La contamination du colza par le sclérotinia se fait par l’intermédiaire des pétales. En conséquence la période de risque débute à partir de la chute des premiers pétales.
Pour décider d’une intervention, il convient :
- d’évaluer le risque sclérotinia,
- d’intervenir si nécessaire à la date du stade optimal G1 (chute des premiers pétales)
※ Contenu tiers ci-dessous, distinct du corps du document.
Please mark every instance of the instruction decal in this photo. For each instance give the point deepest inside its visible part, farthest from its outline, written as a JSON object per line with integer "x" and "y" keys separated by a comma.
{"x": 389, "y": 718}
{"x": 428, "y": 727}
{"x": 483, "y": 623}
Evaluer le risque sclérotinia
Les bulletins de santé du végétal (BSV) alertent sur le niveau régional du risque sclérotinia.
Le niveau de risque parcellaire peut être évaluer a priori selon :
- le nombre de cultures sensibles au sclérotinia dans la rotation culturale,
- les attaques subies lors des années antérieures,
- le temps humide avant la floraison, favorable à la production d’inoculum,
- la densité du couvert et l’enherbement qui, par un maintien d’humidité, favorisent le développement de la maladie.
Reconnaître le stade optimal d’intervention
Intervention
Les solutions fongicides autorisées sont efficaces si elles sont appliquées préventivement au stade G1.
Le choix du fongicide doit tenir compte de l’évolution de la résistance du sclérotinia aux fongicides SDHI (famille chimique du boscalide / Pictor Pro) :
- éviter l’emploi d’un fongicide à base de SDHI seul (Pictor Pro, Haregi)
- limiter la fréquence d’intervention à une application unique de SDHI par campagne.
Pour gérer durablement cette résistance, il est recommandé d’alterner les modes d’action à la parcelle de colza ou d’utiliser un produit associant différents modes d’action d’efficacités équivalentes.
Utiliser un traitement adapté à l’oïdium si nécessaire.
Sclerotinia : caractérisation d'une résistance
Recherche d’une résistance de Sclerotinia par la mise en croissance du champignon sur un milieu de culture contenant un fongicide.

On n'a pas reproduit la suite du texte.